Up until the 20th Century, reading aloud was assessed by the proper elocution. No one cared if the reader understood what was being said, only if the correct emphasis was given in the correct way, and in the correct place (Hyatt, 1943). Although natural intonation comes from comprehension, a reader can be coached to belt out pleasing elocution (Goodman, 1964). This belief reminds of my role as Lysander (I had tried out for “The Wall”; apparently they had other plans for me) in Shakespeare’s Midsummer Nights Dream. I was wooing and scorning all over that stage, but never understood a lick of it until I saw the made for TV movie when I was a freshman in high school. One reason I may not have ever read the play again is because I did not enjoy reading; granted, people enjoyed watching it, especially when I accidentally sheathed the sword in my tights. In fact, after the place was over, I never wanted to see that seemingly foreign script again.
Soon enough fluency found its place in the reading program despite the trend of consistent silent reading, and manifested in Round Robin Reading. Rasinski & Mraz (Fresch, 2008) explain it well; not surprisingly, even using deficient inferring skills, one can discern they do not care for the strategy and claim no research supports it. I definitely agree. I remember in fourth grade (one year before my debut as Lysander the tight wearing scorner) teacher’s assigned paragraphs. All I did was rigorously practice the upcoming paragraph to avoid being teased for poor elocution. Which makes me wonder; how far had we come from the 19th Century? Once again, comprehension was not on my mind, only avoiding discrimination and calling out some words in a respectfully smooth manner. Is this reading fluency?
Thank goodness for the late seventies and early eighties. The term fluency was being used with reading automaticity and not reading entertainment (Samuels, 1979). Even more exciting news for the elastic term fluency came when Stanovich (1980) added the dimension of word processing. That’s right, fluency was not just word calling, but needed to be seen as an integral part of the reading process. Bring back Round Robin Reading because we are getting to close to the efficient utilization of the tricky history of fluency. Although my previous comment was in jest, I still see the white knuckles of obstinate teachers as they cling to Round Robin Reading—blood shot eyes from their constant battle with reality and research.
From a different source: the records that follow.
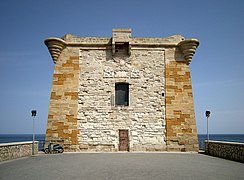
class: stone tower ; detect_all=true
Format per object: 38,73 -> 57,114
45,29 -> 199,151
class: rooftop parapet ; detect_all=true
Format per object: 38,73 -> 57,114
44,29 -> 199,65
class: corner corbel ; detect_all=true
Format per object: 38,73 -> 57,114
178,39 -> 199,65
44,38 -> 66,64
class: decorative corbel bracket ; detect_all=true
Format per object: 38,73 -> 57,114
178,39 -> 199,65
44,38 -> 66,64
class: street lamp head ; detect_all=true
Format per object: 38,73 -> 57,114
206,111 -> 210,118
31,110 -> 36,117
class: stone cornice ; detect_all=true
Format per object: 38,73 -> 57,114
44,38 -> 66,63
44,35 -> 199,64
178,39 -> 199,65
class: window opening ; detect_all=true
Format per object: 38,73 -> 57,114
115,83 -> 129,106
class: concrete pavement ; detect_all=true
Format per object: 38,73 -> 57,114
0,153 -> 244,180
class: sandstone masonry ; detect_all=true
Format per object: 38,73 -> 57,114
45,29 -> 199,151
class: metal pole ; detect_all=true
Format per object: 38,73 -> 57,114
207,117 -> 209,141
32,116 -> 35,155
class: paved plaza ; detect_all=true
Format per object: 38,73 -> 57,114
0,153 -> 244,180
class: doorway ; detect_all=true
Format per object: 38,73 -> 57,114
119,129 -> 129,151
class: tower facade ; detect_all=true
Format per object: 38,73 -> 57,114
45,29 -> 199,151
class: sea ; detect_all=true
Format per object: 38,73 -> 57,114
0,134 -> 244,150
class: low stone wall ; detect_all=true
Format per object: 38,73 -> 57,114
0,141 -> 38,162
205,141 -> 244,162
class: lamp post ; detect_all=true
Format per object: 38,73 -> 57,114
31,110 -> 36,155
205,111 -> 210,141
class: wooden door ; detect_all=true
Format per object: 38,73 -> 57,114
119,129 -> 129,151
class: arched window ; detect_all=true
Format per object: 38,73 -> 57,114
115,83 -> 129,106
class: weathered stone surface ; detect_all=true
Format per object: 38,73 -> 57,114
45,29 -> 198,151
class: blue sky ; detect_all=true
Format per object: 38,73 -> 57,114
0,0 -> 244,134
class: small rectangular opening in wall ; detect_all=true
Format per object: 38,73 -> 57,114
115,42 -> 129,56
115,83 -> 129,106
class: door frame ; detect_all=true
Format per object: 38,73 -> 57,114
118,129 -> 130,152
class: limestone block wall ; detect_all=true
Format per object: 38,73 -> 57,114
165,48 -> 198,151
46,47 -> 80,151
0,141 -> 38,162
205,141 -> 244,162
45,29 -> 199,151
78,48 -> 166,151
Because of the determination of researches in fluency, fluency instruction was born. Of course, the hard part was over. They had defined it as somewhere beyond word recognition, determined assessment methods, and found that it was comprised of prosody, word recognition, and reading rate. The only thing left was to find proper means of instruction.
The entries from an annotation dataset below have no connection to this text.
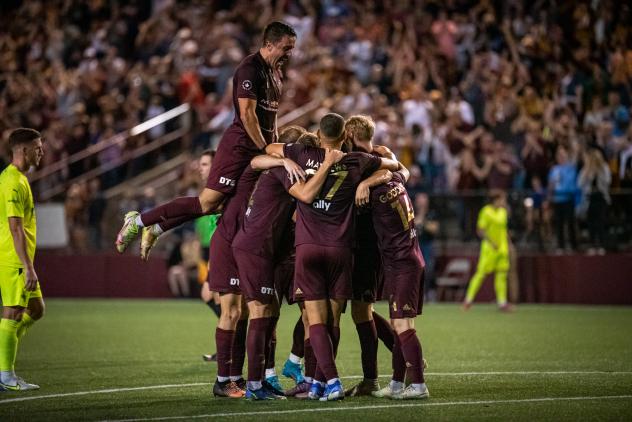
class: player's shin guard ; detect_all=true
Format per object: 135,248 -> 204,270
356,320 -> 377,380
140,196 -> 204,230
373,312 -> 395,352
246,318 -> 270,382
215,327 -> 235,381
230,319 -> 248,380
398,329 -> 425,384
309,324 -> 338,381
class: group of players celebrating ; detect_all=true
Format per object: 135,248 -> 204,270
116,22 -> 429,401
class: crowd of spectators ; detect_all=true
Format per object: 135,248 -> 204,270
0,0 -> 632,251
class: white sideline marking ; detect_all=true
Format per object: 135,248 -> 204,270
0,371 -> 632,405
103,395 -> 632,422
The irony of this discourse is that my favorite means of fluency instruction manifests in Reader’s Theater. It is a fun way that is performance oriented to get students to engage in repeated readings, and dive into comprehension with a final purpose in mind---to entertain. This is ironic because it is line with ancient beliefs that elocution was most important. However, reading fluency’s rigorous path to stardom has allowed it to accumulate a vast encompassing of characteristics that truly define a fluent reader beyond simple elocution. Reading fluency may have seemed to come full circle, but its meaning and application has picked up a lot on its travels.
Fresch, M.J. (Ed.). (2008). An Essential History of Current Reading Practices. Newark: International Reading Association, Inc.
Goodman, K. (1964). A Linguistic Study of Cues and Miscues in Reading. (ERIC Document Reproduction Service No. 015 087).
Hyatt, A.V. (1943). The place of oral reading in the school program: Its history and development from 1880-1941. New York: Teachers College Press
Samuels, S. J. (1979). The method of repeated readings. The Reading Teacher, 32, 403-408
Stanovich, K. (1980). Toward an Interactive-Compensatory Model of Individual Differences in the Development of Reading Fluency. Reading Research Quarterly, 16, 32-71.